I have friends who brag that they cannot begin the day without their cup of coffee. Wherever you go there are pots of coffee awaiting the millions who seem to be addicted to the brew. But for those of use who prefer tea it is another story.
At a meeting or social gathering ask for a cup of tea and the sweet little lady behind the table will become flustered. No doubt you will have to wait until the water boils, and someone finds the tea bags. By the time your cup of tea arrives the rest of the group will have adjourned to another room.
But even assuming tea is offered we are often faced with problems unique to the tea drinker. Take the matter of what to do with the tea bag. (You notice I don’t even mention serving fresh brewed tea.) Rarely will you find a saucer for your soggy tea bag, nor will a waste basket, or other receptacle be available.

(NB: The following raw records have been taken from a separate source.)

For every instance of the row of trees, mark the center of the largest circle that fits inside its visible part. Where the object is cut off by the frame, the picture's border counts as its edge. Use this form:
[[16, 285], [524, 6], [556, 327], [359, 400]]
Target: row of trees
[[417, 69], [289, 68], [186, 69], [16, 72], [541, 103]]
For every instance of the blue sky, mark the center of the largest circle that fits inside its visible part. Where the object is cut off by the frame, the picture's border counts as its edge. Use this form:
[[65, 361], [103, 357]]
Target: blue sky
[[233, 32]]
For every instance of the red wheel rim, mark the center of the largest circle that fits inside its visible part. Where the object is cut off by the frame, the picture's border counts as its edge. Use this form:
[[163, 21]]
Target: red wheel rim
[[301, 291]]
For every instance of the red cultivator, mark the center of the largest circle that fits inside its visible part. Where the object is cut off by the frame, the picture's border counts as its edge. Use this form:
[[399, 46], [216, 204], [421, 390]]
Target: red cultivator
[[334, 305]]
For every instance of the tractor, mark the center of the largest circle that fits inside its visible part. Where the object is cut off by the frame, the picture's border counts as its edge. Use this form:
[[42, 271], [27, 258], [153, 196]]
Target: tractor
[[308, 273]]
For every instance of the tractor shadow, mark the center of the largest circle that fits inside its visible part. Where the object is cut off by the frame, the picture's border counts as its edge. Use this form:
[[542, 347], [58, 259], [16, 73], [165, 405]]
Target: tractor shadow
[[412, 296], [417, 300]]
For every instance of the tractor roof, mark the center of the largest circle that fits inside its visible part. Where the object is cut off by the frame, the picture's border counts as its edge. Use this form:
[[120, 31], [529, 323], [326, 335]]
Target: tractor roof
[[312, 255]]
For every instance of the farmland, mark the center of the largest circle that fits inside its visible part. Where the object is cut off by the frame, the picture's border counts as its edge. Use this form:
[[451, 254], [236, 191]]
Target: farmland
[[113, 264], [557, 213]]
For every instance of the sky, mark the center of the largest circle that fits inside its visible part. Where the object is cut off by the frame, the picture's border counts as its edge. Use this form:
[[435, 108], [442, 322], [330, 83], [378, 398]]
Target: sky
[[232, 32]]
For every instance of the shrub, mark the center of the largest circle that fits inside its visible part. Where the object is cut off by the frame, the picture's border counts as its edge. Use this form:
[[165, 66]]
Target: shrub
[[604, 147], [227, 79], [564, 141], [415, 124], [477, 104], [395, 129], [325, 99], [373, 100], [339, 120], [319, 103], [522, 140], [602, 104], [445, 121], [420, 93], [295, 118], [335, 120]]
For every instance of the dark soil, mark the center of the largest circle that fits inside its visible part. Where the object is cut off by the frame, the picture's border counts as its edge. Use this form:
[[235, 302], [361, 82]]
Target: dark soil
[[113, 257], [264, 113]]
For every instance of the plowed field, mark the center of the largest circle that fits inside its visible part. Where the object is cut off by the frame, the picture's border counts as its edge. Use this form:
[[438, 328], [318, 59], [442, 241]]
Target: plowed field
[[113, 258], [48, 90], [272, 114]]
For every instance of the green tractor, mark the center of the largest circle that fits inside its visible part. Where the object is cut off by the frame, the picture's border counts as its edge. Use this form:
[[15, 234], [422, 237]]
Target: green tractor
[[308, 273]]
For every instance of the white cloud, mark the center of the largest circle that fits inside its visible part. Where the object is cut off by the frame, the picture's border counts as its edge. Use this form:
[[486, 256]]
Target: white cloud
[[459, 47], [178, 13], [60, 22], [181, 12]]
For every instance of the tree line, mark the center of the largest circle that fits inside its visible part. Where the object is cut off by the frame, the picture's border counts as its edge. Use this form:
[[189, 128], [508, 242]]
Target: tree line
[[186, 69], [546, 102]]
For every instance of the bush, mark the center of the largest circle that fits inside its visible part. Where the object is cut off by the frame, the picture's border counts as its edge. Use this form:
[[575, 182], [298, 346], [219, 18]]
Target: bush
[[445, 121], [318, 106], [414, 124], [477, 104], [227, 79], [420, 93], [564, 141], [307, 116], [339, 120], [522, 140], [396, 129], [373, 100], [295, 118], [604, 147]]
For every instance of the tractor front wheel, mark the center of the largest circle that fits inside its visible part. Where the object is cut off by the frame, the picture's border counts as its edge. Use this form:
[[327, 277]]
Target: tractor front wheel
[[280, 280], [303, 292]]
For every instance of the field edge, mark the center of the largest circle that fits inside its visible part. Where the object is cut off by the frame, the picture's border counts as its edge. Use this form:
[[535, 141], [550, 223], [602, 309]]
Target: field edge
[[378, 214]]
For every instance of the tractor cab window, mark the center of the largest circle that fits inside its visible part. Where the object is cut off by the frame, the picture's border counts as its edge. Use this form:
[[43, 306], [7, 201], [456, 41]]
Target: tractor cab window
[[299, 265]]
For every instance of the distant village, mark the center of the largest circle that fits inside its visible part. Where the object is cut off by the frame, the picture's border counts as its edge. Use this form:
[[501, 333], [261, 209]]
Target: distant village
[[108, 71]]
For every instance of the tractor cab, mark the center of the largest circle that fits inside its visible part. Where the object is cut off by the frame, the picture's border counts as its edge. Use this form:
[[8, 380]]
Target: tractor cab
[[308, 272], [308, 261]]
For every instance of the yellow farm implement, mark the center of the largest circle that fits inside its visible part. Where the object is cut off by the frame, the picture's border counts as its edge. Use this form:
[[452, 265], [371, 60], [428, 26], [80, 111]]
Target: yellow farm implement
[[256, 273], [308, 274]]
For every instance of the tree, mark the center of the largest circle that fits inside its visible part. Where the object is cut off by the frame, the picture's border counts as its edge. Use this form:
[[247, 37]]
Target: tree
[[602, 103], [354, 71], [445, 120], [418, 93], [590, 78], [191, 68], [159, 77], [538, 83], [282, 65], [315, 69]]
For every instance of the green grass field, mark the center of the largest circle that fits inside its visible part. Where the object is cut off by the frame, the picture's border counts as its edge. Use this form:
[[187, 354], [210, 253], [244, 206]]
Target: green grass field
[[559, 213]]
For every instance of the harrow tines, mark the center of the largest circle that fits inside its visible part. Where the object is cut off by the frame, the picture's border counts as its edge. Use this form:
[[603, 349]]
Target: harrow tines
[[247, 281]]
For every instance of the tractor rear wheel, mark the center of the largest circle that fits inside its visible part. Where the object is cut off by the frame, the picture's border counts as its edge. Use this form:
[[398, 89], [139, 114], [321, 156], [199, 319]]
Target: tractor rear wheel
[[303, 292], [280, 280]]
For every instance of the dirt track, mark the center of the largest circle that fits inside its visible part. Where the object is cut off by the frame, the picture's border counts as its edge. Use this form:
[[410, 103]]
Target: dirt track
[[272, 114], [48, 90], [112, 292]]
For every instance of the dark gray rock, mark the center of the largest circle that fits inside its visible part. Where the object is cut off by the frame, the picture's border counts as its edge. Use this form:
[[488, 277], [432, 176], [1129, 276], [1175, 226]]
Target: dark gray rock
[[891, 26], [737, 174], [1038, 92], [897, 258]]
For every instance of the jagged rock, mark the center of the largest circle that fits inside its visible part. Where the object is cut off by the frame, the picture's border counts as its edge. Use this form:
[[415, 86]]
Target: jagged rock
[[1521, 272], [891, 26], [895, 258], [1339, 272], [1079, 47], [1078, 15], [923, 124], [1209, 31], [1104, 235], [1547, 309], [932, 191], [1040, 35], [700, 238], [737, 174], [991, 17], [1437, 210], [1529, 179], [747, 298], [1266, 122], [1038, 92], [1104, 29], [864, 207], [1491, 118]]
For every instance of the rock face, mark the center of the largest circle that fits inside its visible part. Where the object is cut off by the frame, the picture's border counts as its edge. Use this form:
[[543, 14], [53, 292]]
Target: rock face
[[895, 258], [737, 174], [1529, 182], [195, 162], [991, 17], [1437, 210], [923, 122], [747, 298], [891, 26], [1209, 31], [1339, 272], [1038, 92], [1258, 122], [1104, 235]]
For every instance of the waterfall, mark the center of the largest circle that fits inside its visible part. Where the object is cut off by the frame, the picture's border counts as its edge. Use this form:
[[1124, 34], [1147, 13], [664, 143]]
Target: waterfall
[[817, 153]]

So there you stand debating whether you should keep the bag in your cup (turning it eventually to the consistency of lye), leave it on the white linen tablecloth, or perhaps slip it in your pocket.
Then there is the second cup. In most restaurants coffee drinkers are almost forced to drink a second, third and even fourth cup of coffee. Last week in a restaurant an entire pitcher of coffee was put on our table for my husband and then the waitress returned and asked him if he wanted more! If he had consumed all the coffee offered we would have had to stop at every rest stop along the interstate for the rest of the day!
On the other hand tea drinkers are lucky to get a container of water which may fill their cup 1 and 1/2 times. Of course since you only get one tea bag more is not really needed. Speaking of the containers that are used for the water, the variety could fill a book. I have had hot water brought to me in glass jars, and metal, plastic or insulated pitchers. They have had pour spouts, spring lids, paper covers, plastic bowls and saucers sitting on top of them. One thing they all have in common is that none are designed to pour water without spilling at least one fourth of it on the table.
And yet inevitably I pay the same price for my tea as my husband does for his coffee, even though I know my tea is not as expensive.
But I have not given up. I am still looking for places that appreciate the individual who drinks tea. There are still a few. Once I ate in a restaurant that offered me a choice of teas! And last week I was served hot water in my cup, an additional pitcher of hot water and wonder of wonders – TWO tea bags.